Les outils d'OCR (Optical Character Recognition) intégrés aux workflows de vérification vérifient que le texte est lisible et conforme à un format attendu. Ils ne vérifient pas si le fichier a été fabriqué depuis zéro. Les plateformes de GED comme OpenText ou Alfresco organisent et font circuler les documents — elles ne sont pas conçues pour détecter les manipulations de pixels ou les incohérences dans la structure technique des fichiers.

La menace des deepfakes complique encore la situation. Ces techniques représentent désormais 40 % de toutes les tentatives de fraude biométrique vidéo [Entrust — 2025 Identity Fraud Report (2025)]. Les procédures de vérification d'identité à distance reposant sur un selfie ou un entretien vidéo peuvent être exposées à un visage synthétique injecté directement dans le flux de la caméra.

Statistiquement, environ 1 document sur 16 traité par les institutions financières et gouvernementales présente des signes de manipulation, de fabrication ou de fausse représentation [GovInfoSecurity — Documentation Fraud: a Verification Architecture Failure (2026)]. Ce ratio est suffisamment élevé pour que les contrôles manuels par sondage ne constituent plus une réponse proportionnée à la menace.

Cadre juridique et conformité : ce qu’il faut retenir

Les conséquences juridiques d’un faux document varient toujours selon les faits, le secteur concerné, la qualification retenue et la juridiction compétente. En pratique, l’enjeu principal pour une organisation est de pouvoir démontrer un dispositif de vérification proportionné, traçable et documenté, avec revue humaine dès qu’une décision produit un effet significatif.

Les contrôles évoqués ici doivent donc être compris comme des leviers de gestion du risque, de conformité et de conservation de la preuve. Pour tout blocage, signalement, sanction contractuelle ou action contentieuse, une validation par les équipes juridiques ou conformité compétentes reste nécessaire.

FAQ — Ce que les équipes de contrôle demandent le plus souvent

DeepForgery Documents peut-il analyser tous les types de documents soumis dans nos dossiers, y compris les pièces étrangères ou traduites ?

Le moteur est conçu pour analyser les fichiers numériques indépendamment de leur langue ou de leur pays d'origine, car la détection repose sur la structure technique du fichier et les propriétés mathématiques des pixels — et non sur la lecture sémantique du texte. Pour les documents traduits ou certifiés, le moteur est également conçu pour analyser la cohérence entre le document source et sa version traduite, y compris les signatures numériques des traducteurs assermentés lorsqu'elles sont présentes. Les capacités effectives peuvent varier selon les types de documents et les émetteurs concernés.

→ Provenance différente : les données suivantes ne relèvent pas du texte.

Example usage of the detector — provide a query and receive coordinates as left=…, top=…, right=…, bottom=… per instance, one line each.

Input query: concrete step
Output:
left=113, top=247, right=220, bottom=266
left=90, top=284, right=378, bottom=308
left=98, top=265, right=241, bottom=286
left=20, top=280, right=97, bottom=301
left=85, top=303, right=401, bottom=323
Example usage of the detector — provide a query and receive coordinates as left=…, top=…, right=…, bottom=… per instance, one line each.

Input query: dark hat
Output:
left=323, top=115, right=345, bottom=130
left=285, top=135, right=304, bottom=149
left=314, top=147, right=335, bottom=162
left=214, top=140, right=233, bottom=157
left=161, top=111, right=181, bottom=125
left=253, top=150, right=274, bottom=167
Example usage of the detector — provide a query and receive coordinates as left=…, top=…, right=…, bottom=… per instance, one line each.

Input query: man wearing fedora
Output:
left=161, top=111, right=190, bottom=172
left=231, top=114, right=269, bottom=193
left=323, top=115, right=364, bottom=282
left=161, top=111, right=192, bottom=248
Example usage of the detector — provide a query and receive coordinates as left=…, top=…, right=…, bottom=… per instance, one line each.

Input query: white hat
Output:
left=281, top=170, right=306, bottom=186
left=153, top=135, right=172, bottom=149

En quoi DeepForgery Documents est-il différent des fonctionnalités de vérification déjà intégrées à notre GED ou à notre logiciel de gestion des dossiers ?

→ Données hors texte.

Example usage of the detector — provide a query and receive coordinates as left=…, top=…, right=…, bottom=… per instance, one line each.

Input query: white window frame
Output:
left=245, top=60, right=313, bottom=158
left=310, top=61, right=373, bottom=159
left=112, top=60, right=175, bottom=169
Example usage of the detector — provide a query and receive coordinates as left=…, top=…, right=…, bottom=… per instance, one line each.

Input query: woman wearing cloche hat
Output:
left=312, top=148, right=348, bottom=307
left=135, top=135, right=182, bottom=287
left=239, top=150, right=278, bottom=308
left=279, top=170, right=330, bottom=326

Les outils OCR et les modules de contrôle documentaire des GED vérifient que les données sont lisibles et conformes à un format attendu. Ils n'analysent pas si le fichier a été fabriqué ou manipulé. DeepForgery Documents opère sur la couche forensique du fichier — pixels, structure, métadonnées, cohérence de génération — là où les GED n'interviennent pas. Les deux approches sont complémentaires : l'une organise et fait circuler les documents, l'autre est conçue pour en analyser l'intégrité physique.

L'intégration dans notre GED existante nécessite-t-elle un projet informatique long ou une refonte de nos workflows ?

L'intégration via API est conçue pour ne pas nécessiter de modification de l'architecture de votre GED ni de vos règles de workflow existantes. Elle s'inscrit comme une étape d'enrichissement des métadonnées lors de l'entrée du document dans le système. Les délais effectifs de déploiement dépendent de la complexité des workflows en place et des paramètres d'intégration propres à chaque organisme. Les agents n'ont pas besoin de formation spécifique : le résultat de l'analyse est conçu pour apparaître directement dans leur interface habituelle.

Ce que les équipes de contrôle peuvent concrètement gagner

Une couverture élargie là où le contrôle manuel est structurellement difficile à tenir. Chaque document entrant dans la GED peut être analysé sans dépendre des ressources disponibles le jour du traitement ni de la vigilance variable d'un agent en fin de journée ou en période de pic de dossiers. L'étendue effective de cette couverture dépend de la configuration retenue.

Une traçabilité forensique pouvant être utilisée devant les instances d'audit. Chaque dossier signalé peut générer un rapport technique structuré, horodaté et archivé dans la GED. En cas d'audit de la Cour des comptes ou de contrôle de tutelle, l'organisme peut disposer d'éléments pour démontrer la nature et le niveau de son dispositif de détection.

Une priorisation des contrôles humains. Les agents peuvent être recentrés sur les dossiers signalés, là où leur valeur ajoutée est réelle : l'appréciation contextuelle, le contradictoire avec le demandeur, la décision administrative finale et motivée.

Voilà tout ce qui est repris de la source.